Online Reputation Management

Online Reputation for Businesses: It’s Personal, As Far As CEOs Are Concerned

Business online reputations that have gone bad do not beat down just revenues. Any CEO who heads a digitally disparaged business will sooner learn the discomfort of being equated with the company he or she runs, especially when Google search results do not really sieve name and company affiliations. In any case, a CEO ideally defends the company tooth and nail, but waging a war alone against the Internet is quixotic.

In a similar vein, CEOs usually have to keep their social media profiles in check for content that could be easily judged by the markets their companies are trying to attract. As the face of the business, CEOs have to earn the confidence of shareholders, important industry stakeholders, and even potential employees. In a sense, CEOs represent a brand. Or if the whole business was their brainchild, they ARE the brand.

So how does one continue to cultivate and build a brand that has been through the mud? It’s always better to start clean. And while some reputation management experts understand that everyone has a past, this does not excuse complacency towards an online cleanup job.

A simple personal indiscretion published on a social media platform can snowball into an irreversible case of failure of public confidence. Forbes knows that mistakes are precisely the grist media needs to put businesses on the headline. Even unsensational reporting aside, the media’s slants clue in investors on the businesses that are effectively run and managed.
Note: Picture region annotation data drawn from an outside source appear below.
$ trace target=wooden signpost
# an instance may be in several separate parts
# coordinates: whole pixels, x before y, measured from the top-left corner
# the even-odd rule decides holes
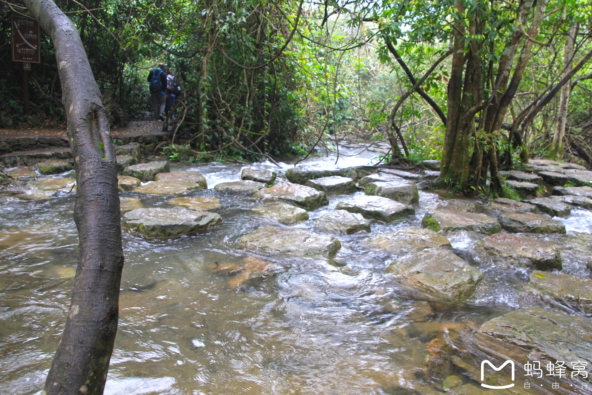
[[[22,96],[25,115],[29,115],[29,71],[31,63],[40,62],[39,24],[34,19],[13,15],[11,18],[12,61],[22,63]]]

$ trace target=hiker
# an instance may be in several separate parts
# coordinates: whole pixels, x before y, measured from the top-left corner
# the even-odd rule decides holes
[[[159,63],[158,67],[150,70],[148,74],[150,82],[150,103],[155,119],[165,120],[165,92],[166,91],[166,73],[165,64]]]

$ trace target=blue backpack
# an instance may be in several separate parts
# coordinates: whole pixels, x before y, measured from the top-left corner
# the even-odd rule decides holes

There are CEOs who are forever infamous either for a previous faux pas or brushes with the law. Some, however, seem to have helped their descent to infamy by constant bad press arising from a carelessly handled interview and other antics. While Martha Stewart seems to have erased some public memories of her prison stint, she remains blotted in Google search results. It took her some years to rebuild her influence as a stylish homemaking empire, but one wonders how far she could have gone without her record.